Nikola Husballe Rasmussen is an exchange student from Århus University and studies cognitive sciences. She hopes this course will help her in her studies:

- We study how we can influence people’s behaviour and this combined with sustainable innovation is very relevant for me.

For others like Tobias Elst from Germany it was the focus on green innovation that motivated him to apply:

- Where I come from in Germany it is quite a green city where we try to focus on this in our studies. I applied to Bergen because of the course in environmental psychology and then I saw this course and it was perfect.

A lot of the students are excited to be working and getting to know students from other faculties like Joakim Stavland Hjorth who studies Comparative Politics:

- My course is very theory based while this course has an applied approach and combines lots of disciplines and I think that is really exciting.

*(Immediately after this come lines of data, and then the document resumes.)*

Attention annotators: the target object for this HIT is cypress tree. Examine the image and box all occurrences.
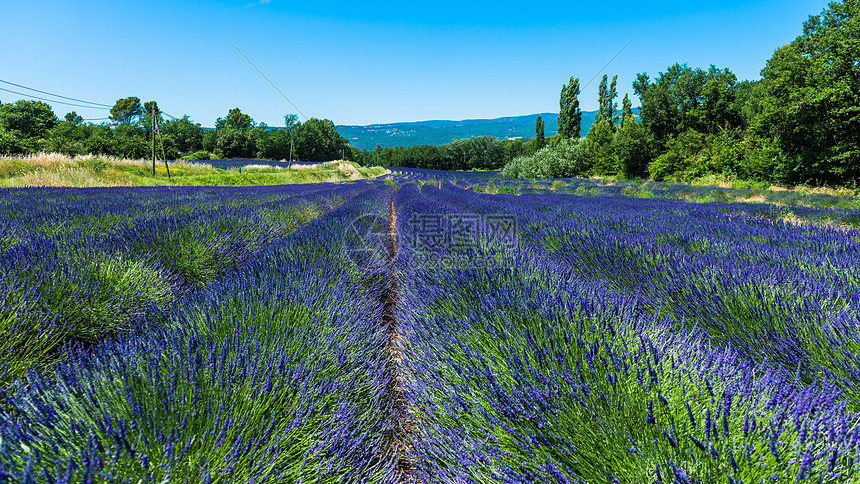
[558,76,582,139]
[621,93,634,128]
[535,115,546,150]
[597,74,620,132]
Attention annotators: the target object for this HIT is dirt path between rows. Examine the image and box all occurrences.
[382,195,419,482]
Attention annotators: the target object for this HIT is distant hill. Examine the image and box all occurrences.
[338,111,602,150]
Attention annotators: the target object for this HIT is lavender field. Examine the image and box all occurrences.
[2,174,860,483]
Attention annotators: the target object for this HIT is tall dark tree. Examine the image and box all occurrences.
[535,115,546,150]
[109,97,142,125]
[143,101,159,117]
[0,100,58,138]
[558,76,582,138]
[620,93,634,128]
[597,74,619,131]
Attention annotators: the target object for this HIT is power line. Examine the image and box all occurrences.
[226,37,348,163]
[0,79,112,107]
[225,36,309,122]
[0,87,110,110]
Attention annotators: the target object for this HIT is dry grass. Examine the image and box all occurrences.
[0,153,388,188]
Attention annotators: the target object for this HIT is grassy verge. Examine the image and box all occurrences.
[0,153,389,187]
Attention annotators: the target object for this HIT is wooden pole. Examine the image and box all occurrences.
[151,106,156,176]
[155,115,170,178]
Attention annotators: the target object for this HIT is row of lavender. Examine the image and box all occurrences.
[386,168,860,225]
[0,182,404,481]
[394,182,860,482]
[0,183,360,390]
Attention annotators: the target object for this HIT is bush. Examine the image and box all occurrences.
[739,135,787,183]
[501,157,524,178]
[649,130,706,181]
[584,119,617,176]
[502,138,591,179]
[216,129,256,159]
[0,128,29,155]
[180,150,211,161]
[550,138,592,178]
[648,151,685,181]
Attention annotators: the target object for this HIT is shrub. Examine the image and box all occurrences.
[503,138,592,179]
[613,120,655,179]
[648,151,685,181]
[216,129,256,159]
[0,129,37,155]
[501,157,523,178]
[740,134,787,183]
[180,150,211,161]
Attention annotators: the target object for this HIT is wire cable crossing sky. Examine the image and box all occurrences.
[0,0,833,127]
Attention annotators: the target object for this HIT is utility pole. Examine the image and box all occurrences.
[155,110,170,179]
[151,105,170,178]
[151,107,156,176]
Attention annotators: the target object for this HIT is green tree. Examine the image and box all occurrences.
[613,119,654,179]
[109,97,142,125]
[0,127,32,154]
[284,114,300,133]
[585,118,617,175]
[216,128,256,158]
[597,74,619,131]
[647,130,707,181]
[732,80,766,127]
[161,116,204,153]
[687,73,742,134]
[292,118,347,162]
[0,100,58,138]
[48,118,90,155]
[64,111,83,125]
[112,128,149,159]
[753,0,860,185]
[535,115,546,150]
[620,94,634,128]
[202,128,218,154]
[558,76,582,138]
[634,64,741,145]
[216,108,254,131]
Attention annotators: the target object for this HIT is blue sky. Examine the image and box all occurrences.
[0,0,831,126]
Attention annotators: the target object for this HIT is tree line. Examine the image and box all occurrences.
[504,0,859,187]
[355,136,529,171]
[0,97,351,163]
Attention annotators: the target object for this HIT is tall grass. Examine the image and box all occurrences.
[0,153,388,187]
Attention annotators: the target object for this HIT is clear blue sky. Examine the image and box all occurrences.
[0,0,831,127]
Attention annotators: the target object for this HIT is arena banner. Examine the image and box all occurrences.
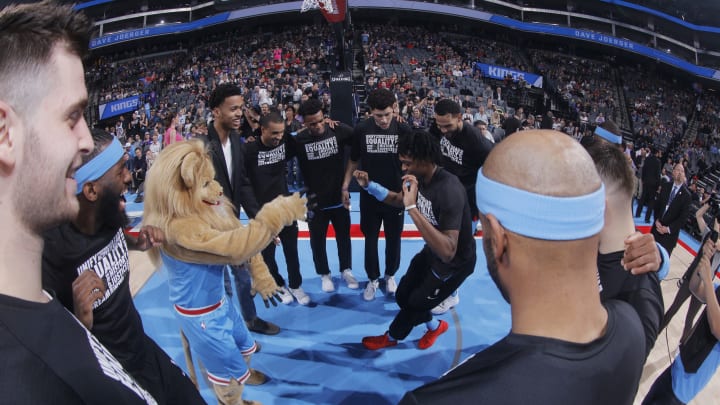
[90,13,229,48]
[489,15,720,80]
[320,0,347,23]
[98,96,140,121]
[474,63,543,88]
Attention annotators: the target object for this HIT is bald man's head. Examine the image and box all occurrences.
[483,130,601,197]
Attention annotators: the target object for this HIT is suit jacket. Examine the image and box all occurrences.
[202,123,260,218]
[641,155,661,187]
[652,180,692,252]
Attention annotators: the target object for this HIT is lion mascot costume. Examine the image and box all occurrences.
[142,140,307,405]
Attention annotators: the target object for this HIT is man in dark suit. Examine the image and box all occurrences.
[204,84,280,337]
[651,163,692,255]
[635,147,661,221]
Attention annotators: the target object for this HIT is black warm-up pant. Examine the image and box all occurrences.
[308,206,352,275]
[388,247,475,340]
[636,181,658,220]
[261,222,302,289]
[360,193,404,281]
[661,264,705,342]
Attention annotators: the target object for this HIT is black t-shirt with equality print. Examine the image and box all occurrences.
[293,123,353,209]
[42,225,146,374]
[351,117,412,193]
[244,134,295,207]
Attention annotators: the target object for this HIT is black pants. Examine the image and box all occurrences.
[652,227,680,257]
[224,265,258,321]
[389,247,475,340]
[636,182,658,220]
[643,365,685,405]
[133,335,205,404]
[308,206,352,275]
[360,194,404,281]
[261,222,302,289]
[661,265,705,343]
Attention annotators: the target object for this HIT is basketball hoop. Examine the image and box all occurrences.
[300,0,334,13]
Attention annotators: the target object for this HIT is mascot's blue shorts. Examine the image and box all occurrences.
[174,297,257,385]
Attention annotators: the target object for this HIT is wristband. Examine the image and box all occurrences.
[365,181,389,201]
[405,204,417,211]
[655,242,670,280]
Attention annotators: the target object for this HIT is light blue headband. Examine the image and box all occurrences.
[476,169,605,240]
[594,126,622,144]
[75,137,124,195]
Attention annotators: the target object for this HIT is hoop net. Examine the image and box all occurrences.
[300,0,334,13]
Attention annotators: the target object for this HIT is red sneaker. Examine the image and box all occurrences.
[362,332,397,350]
[418,320,449,350]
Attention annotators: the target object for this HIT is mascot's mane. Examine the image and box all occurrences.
[143,139,240,240]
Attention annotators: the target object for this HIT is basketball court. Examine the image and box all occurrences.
[125,196,720,404]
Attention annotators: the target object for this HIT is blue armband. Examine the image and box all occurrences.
[365,181,389,201]
[656,242,670,280]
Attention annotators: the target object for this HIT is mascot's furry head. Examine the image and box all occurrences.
[144,139,240,238]
[142,139,307,268]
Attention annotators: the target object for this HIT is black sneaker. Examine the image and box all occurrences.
[246,317,280,335]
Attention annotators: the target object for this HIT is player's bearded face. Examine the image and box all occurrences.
[96,185,129,231]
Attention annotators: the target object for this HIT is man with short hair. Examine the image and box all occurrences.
[244,112,308,305]
[400,130,645,404]
[342,89,412,301]
[0,2,155,402]
[651,163,692,255]
[581,127,665,357]
[204,84,279,335]
[357,130,475,351]
[294,99,358,292]
[43,129,203,404]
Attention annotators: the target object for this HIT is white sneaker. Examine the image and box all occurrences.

Finding solutions for real challenges

The course has been developed by student co-ordinators Johan Elfving and Åshild Aarø together with academic advisors including CET Director Håvard Haarstad and Susan Johnsen, senior advisor for innovation at UiB.

Susan Johnsen has a background as a social entrepreneur and has first-hand experience working with sustainable innovation. To say she was excited for this course is an understatement as she opened her short lecture with:

- I almost couldn’t sleep last night because I was so excited. I wish I was a student now so I could take this course!

Johnsen started her work with this course around a year ago and has high expectations for the results:

- I think this is going to be extremely interesting for everyone involved. The students get to work with real challenges that they will find the solutions to. That must be so stimulating instead of only working with theory.

The students will be using design thinking methods in interdisciplinary groups. The complex problem they will be tackling this semester is city planning in Åsane.

It’s going to get messy

The first session included an outline of the course and a short introduction to design thinking methodology and what they can expect.

It was a big day for student co-ordinators Åshild Aarø and Johan Elfving from the UiB Collaboratory, who have spent many weeks discussing back and forth and prototyping the course’s structure.

- The moment our first students entered the room, I felt mostly just stoked and eager to get started. Our students actively joined in on the session from the very start - asking questions, discussing and making creative prototypes. I hope they had as much fun as I did, says Aarø.

The main message given to the students from Aarø & Elfving was to embrace the mess and solve the sustainabity tangle.

- The students have now embarked on a journey in creative ways of learning through collaboration, workshops and discussions. We are breaking free from the traditional strains of learning, and I hope the students take advantage of the course we have built from scratch for them, says Aarø.  

The sustainability course has been in the pipeline a while and Elfving is eager to see the results of all their hard work:

- This is, to my knowledge, the first student-led course at UiB, and it is important that we can show the university that this is a recipe for success. And I am confindent that it will be!

Rethinking the way we teach.

The course has generated a lot of excitement among students according to Jakob Grandin, PhD fellow at CET and coordinator for CET201.

- It is clear that students in Bergen are hungry for interdisciplinary courses on sustainable development. We had more than 80 applicants from all faculties, and could not make space for everyone this time. 

Grandin says one of the most important aspects when working with sustainability is rethinking higher education and to place interdisciplinary and student participation at the centre. The UiB Collaboratory is a new platform for reworking higher education through student-led collaboration between students and researchers in Bergen:

- I was extremely happy to see how well the students responded to this format. Putting students in charge of designing and organising higher education leads to immense innovation in learning formats and teaching methods. 

The course runs for eight weeks and will combine short lectures, workshops, panel discussions and working in interdisciplinary groups. The last day of the course the students will present their solutions.